Thankfully, with the skills and experience that professional landscapers have, they will know multiple ideas, techniques, and tricks that will allow them to create for you a landscaping design that maximizes the potential of the limited space which your garden offers. Here are 7 of those ways it might be achieved.

#1: Using Their Imagination

It is hard to put a quantifiable value on this but one of the greatest talents that many landscape designers have is the means to use their imagination to create solutions where others cannot think of any. That is invaluable when they are trying to design a garden where the amount of space is extremely limited. However, do it they can by triggering their creative juices and seeing pictures in their mind’s eye of how everything is going to fit in the available space.

#2: Creativity With Respect To Shapes And Sizes

Part of the design skills a landscape designer will be able to offer is utilising unconventional shapes, design attributes and customisations where possible, to create a garden design that maximises the space and allows everything to work within that design. Examples could be reshaping a small lawn, using smaller paving stones, or resizing existing features.

#3: Choosing Smart Features And Furniture

Any small garden is going to have limitations on how many features and how much furniture can be included in any new landscape design. This is where experienced landscape designers turn to solutions such as folding or expanding patio furniture, features that can be moved rather than being fixed or simply choosing smaller versions of items.

#4: Create A Multi-Level Garden

This might not be possible in extremely small gardens, but it is a great design technique to give the impression of greater space. Rather than having everything on a single level, you tier it all into three levels or terraces. This creates a look and a feeling that there is more garden area than there is. One other benefit is that aesthetically it looks great in any garden, large or small.

#5: Go Up Instead Of Across

A variation on the previous idea that a landscape designer might utilise is not to use multi-levels but to include as many vertical features as they can. Examples include climber plants, plants mounted on walls or fences, and stacking items wherever possible such as hangers plants pots and ornaments. This also helps to reduce the perception that the garden is cluttered.

#6: Using Smaller Sized Plants

This might seem like a no-brainer, but you would be amazed at how many amateur gardeners plant large plants in their small garden and when that plant grows there is no room for anything else. A landscape designer will know species of plants across many types such as trees, shrubs, flowers, and bushes which do not become huge when they grow or flower. Some of these are classified as dwarf variants of plants, which is an obvious clue to their diminutive sizes.

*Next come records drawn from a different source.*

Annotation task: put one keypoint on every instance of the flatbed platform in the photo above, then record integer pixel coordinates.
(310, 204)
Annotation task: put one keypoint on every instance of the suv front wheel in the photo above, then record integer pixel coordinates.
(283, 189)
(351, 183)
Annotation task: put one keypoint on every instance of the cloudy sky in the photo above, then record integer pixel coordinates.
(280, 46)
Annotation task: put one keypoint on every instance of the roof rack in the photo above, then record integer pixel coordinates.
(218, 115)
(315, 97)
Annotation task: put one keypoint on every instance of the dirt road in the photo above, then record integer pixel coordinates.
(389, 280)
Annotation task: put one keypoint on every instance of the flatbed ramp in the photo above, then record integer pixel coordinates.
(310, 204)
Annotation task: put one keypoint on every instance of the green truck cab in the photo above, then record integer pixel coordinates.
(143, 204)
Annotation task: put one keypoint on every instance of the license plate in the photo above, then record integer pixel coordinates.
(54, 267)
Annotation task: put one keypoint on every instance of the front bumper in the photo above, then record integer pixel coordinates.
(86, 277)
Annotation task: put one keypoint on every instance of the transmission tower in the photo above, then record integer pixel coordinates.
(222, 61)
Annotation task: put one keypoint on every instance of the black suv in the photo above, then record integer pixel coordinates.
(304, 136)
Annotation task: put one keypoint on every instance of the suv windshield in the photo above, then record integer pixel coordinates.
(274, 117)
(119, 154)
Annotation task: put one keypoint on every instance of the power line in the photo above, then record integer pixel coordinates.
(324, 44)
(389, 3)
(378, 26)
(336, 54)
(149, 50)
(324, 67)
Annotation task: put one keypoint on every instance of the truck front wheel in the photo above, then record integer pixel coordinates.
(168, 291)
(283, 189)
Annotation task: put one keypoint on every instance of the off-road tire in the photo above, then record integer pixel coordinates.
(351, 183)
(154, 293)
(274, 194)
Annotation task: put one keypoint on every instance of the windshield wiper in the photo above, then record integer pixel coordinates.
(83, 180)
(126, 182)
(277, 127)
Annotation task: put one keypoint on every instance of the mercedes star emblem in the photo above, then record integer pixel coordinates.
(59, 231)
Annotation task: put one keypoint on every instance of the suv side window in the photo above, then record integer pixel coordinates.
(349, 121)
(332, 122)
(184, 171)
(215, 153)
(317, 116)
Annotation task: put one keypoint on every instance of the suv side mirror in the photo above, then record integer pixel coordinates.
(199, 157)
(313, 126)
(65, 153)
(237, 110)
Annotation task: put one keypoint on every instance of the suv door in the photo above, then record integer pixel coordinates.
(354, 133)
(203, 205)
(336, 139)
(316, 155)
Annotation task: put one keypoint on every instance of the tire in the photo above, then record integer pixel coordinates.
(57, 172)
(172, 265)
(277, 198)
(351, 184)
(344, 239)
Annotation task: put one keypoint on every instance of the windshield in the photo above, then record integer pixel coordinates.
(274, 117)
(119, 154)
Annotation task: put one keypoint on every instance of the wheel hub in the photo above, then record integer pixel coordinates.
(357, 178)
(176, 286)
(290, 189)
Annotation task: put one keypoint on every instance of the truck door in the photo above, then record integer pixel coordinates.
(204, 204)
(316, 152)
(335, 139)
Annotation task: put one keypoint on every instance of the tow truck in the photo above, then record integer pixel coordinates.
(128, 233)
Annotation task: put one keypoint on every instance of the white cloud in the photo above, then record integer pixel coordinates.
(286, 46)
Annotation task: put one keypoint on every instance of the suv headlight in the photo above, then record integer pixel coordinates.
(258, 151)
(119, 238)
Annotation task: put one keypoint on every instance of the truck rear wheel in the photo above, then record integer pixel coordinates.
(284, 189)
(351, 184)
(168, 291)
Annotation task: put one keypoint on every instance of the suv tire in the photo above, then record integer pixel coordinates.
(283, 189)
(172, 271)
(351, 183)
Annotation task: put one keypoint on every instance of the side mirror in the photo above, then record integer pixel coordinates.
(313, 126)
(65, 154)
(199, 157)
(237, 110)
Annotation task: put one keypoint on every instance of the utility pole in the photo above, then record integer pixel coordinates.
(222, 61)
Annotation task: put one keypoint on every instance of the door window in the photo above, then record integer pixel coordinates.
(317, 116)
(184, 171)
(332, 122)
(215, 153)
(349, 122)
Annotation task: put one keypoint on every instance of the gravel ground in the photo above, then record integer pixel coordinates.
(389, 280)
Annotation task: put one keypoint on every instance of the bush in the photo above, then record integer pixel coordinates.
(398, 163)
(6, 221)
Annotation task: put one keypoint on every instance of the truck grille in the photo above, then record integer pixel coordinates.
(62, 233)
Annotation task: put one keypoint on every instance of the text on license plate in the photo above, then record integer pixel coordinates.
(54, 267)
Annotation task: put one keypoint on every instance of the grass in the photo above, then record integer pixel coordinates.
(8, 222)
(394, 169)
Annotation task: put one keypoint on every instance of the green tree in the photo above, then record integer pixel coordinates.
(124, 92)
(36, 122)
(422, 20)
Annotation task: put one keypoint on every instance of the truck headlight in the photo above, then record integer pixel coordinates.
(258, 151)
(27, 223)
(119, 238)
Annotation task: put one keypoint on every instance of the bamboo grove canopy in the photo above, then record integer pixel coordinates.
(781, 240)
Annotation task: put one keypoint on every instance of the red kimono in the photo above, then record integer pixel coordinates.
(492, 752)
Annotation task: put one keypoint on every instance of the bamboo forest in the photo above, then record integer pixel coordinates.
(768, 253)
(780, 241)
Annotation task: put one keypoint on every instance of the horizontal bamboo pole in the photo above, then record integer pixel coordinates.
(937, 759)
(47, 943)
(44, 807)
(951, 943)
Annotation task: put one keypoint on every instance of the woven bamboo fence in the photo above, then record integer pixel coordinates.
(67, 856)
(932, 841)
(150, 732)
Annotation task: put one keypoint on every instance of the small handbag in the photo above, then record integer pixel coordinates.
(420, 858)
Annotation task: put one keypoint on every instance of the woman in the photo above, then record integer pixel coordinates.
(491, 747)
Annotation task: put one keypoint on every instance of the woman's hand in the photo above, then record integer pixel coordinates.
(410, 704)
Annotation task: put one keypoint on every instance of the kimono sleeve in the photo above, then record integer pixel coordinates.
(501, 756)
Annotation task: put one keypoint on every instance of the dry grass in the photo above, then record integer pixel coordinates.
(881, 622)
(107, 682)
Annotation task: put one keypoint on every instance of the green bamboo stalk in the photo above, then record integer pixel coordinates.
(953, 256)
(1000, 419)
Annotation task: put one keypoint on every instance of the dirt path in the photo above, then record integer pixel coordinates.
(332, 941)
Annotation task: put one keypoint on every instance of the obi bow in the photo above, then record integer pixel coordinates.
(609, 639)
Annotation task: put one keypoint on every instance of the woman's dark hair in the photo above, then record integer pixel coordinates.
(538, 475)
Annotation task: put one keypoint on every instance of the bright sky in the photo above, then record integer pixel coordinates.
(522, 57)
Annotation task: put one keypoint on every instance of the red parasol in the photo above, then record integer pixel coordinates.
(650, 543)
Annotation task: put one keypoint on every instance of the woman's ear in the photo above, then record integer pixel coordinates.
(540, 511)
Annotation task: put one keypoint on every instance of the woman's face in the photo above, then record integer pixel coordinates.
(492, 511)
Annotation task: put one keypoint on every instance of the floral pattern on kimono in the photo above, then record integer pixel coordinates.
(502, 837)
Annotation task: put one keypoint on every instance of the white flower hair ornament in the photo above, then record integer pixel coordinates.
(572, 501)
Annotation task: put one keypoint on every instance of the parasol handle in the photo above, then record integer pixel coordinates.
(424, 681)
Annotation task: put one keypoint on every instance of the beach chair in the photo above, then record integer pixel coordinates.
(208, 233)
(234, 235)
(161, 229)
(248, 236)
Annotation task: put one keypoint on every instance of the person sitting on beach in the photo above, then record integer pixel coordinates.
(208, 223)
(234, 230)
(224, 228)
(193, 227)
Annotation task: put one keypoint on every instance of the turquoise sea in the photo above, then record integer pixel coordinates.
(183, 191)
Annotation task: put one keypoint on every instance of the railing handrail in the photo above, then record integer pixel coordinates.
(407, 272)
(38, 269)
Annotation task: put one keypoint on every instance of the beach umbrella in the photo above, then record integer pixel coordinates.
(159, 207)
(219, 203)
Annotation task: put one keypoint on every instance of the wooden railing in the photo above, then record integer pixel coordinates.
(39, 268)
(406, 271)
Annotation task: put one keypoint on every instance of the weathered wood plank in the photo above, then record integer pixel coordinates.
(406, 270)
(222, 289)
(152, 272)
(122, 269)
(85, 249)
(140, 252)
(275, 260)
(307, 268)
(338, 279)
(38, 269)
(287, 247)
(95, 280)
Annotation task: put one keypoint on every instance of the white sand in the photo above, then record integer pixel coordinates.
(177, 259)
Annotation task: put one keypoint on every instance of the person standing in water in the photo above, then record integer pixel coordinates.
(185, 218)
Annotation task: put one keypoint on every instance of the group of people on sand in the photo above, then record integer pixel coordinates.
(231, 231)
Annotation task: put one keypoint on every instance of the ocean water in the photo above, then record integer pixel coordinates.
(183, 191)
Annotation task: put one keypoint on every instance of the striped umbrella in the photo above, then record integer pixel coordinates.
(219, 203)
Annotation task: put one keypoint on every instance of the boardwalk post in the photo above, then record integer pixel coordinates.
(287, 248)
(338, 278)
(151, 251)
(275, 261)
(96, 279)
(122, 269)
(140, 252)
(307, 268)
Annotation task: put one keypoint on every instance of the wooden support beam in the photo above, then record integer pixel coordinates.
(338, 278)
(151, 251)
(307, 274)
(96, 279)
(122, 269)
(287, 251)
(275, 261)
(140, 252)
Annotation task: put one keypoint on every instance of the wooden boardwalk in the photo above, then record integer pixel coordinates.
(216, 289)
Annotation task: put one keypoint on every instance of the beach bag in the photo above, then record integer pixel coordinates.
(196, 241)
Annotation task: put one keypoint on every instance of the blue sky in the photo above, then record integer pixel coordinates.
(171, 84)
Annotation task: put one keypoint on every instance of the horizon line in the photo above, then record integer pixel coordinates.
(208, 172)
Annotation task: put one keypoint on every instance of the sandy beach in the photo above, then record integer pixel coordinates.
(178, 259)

#7: Exclude Boundaries Such As Fencing

A theme through many of the ideas that landscape designers will use for a small garden is to create the perception of more space. A practical example of that, and an idea you should look to, is not having any boundary fencing around your garden. Security, privacy, and the goodwill of your neighbour all need to be considered, but if it is possible, having no fence will make your garden feel much bigger than its actual size.